Unfortunately the story doesn’t get much better after that. What does get better is watching Venom and Brock. Venom’s idea of a close friendship is living inside the body of his host, in this case Eddie Brock. His idea of a costume is a Hulk-sized Spider-Man outfit in black with an array of ghoulish pointed teeth. He’s a big guy and yells a lot. His only weakness is exposure to random loud noises, which means he wouldn’t be able to watch this movie.=
For such a terrifying figure, he doesn’t kill very many people. Brock even warns him off of eating the heads of policemen. And the creature listens. Venom gets involved in Brock’s love life and gives advice, telling Brock that he never apologized for getting Annie fired.

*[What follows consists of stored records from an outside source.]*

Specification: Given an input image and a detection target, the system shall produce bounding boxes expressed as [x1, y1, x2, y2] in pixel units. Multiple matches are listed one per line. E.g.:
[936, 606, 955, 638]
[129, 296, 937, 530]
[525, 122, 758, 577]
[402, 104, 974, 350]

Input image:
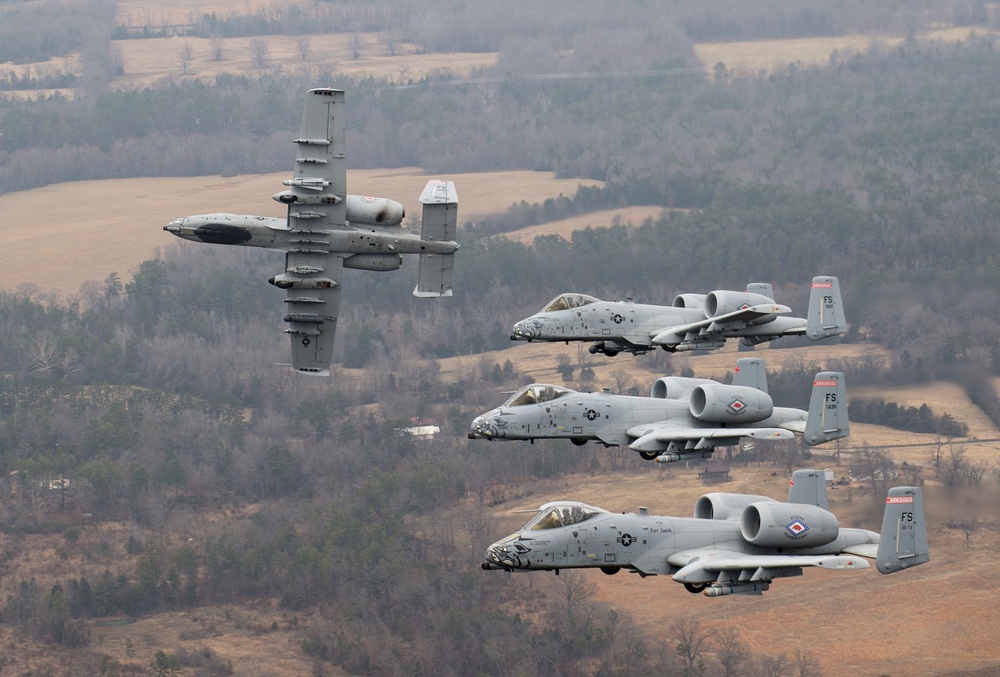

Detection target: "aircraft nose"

Once when in possession of Annie’s body, he even forces the two to kiss.
For his part, Brock attempts to normalize the relationship by giving Venom strict guidelines as to when he can take over his body and what kind of people he can eat. Their banter and their repartee provide much of the fun of this movie. Yes, Hardy is talking to Hardy, but he pulls it off well.
Will there be a sequel? The clues lie in the end credit sequences, but we can assume that the chances are good.
“Venom” opens Oct. 5 in theaters nationwide.